On February 2, 2012, Owings signed a one-year $1 million contract with the San Diego Padres. He started the season as a relief pitcher, but he was on the disabled list since April 26 with a right forearm strain. After not expecting to pitch again that season, Owings planned to play first base, left field, and designated hitter in Triple-A in Tucson. He did not want to give up pitching, and intended to become a "position player/pitcher". At the time, he had a career batting average of .283 with 14 doubles, two triples, nine homers and 35 RBI in 203 at-bats. He also had a .313 on-base percentage and a .507 slugging percentage. However, those plans were put on hold after he underwent season-ending surgery on his right elbow.

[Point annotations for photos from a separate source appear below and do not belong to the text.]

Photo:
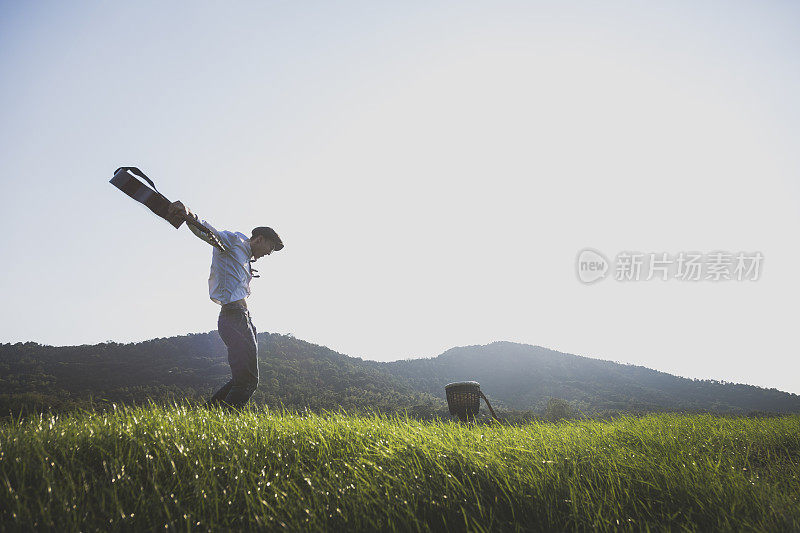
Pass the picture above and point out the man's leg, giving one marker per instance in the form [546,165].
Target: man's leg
[237,331]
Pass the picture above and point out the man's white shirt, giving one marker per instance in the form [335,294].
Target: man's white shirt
[230,275]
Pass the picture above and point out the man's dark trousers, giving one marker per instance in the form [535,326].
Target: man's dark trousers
[239,335]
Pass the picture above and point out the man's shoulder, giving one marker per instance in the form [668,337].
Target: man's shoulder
[234,237]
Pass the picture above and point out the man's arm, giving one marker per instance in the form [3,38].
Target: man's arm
[203,230]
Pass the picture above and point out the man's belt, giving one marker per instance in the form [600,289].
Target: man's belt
[126,180]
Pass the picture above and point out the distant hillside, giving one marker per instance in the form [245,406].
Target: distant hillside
[293,373]
[517,378]
[524,377]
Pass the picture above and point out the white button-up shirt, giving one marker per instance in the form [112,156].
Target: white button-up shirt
[230,275]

On October 23, Owings was released by the Padres. He would've been a non-tender candidate, being in his third year of arbitration eligibility.

===Washington Nationals (2013)===

On February 6, 2013, Owings signed a minor league contract with the Washington Nationals that included an invitation to Major League spring training. The Nationals announcement listed him as a first baseman, although he ended up being used exclusively as an outfielder and DH. In 213 plate appearances with Triple-A Syracuse Chiefs, Owings hit eight home runs and posted a .785 OPS. He was released on June 30.

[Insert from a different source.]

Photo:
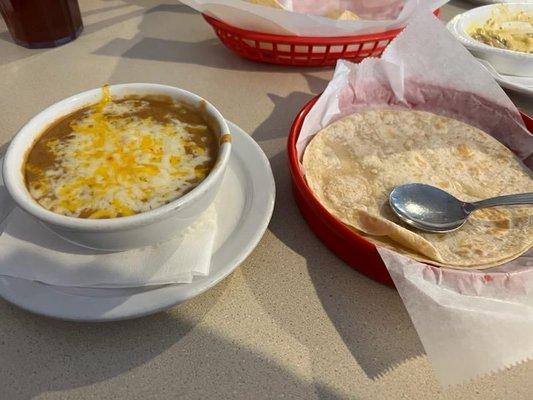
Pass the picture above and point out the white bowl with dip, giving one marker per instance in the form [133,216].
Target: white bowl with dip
[503,60]
[127,232]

===Milwaukee Brewers (2013)===
On July 13, 2013, the Milwaukee Brewers signed Owings to a minor-league contract in which he was expected to play both the outfield and pitch. He elected free agency on November 4, 2013.

===Miami Marlins (2014)===
On April 5, 2014, Owings signed a minor league deal with the Miami Marlins. He became a free agent after the 2014 season.

===York Revolution (2016)===
On April 21, 2016, Owings signed with the York Revolution of the Atlantic League of Professional Baseball. In 23 appearances (19 starts) for the Revolution, he posted a 7–6 record and 4.30 ERA with 81 strikeouts across 106 2/3 innings pitched. Owings became a free agent following the season.

===Seattle Mariners (2016)===
On October 24, 2016, Owings signed with the Seattle Mariners, with an invite to spring training. He elected free agency on November 6, 2017. He spent the remainder of 2017 working in the front office for the Mariners, scouting and player development.

===Coaching career===
Currently, Owings works in the Cincinnati Reds organization as a bench coach for the Billings Mustangs of the Pioneer League.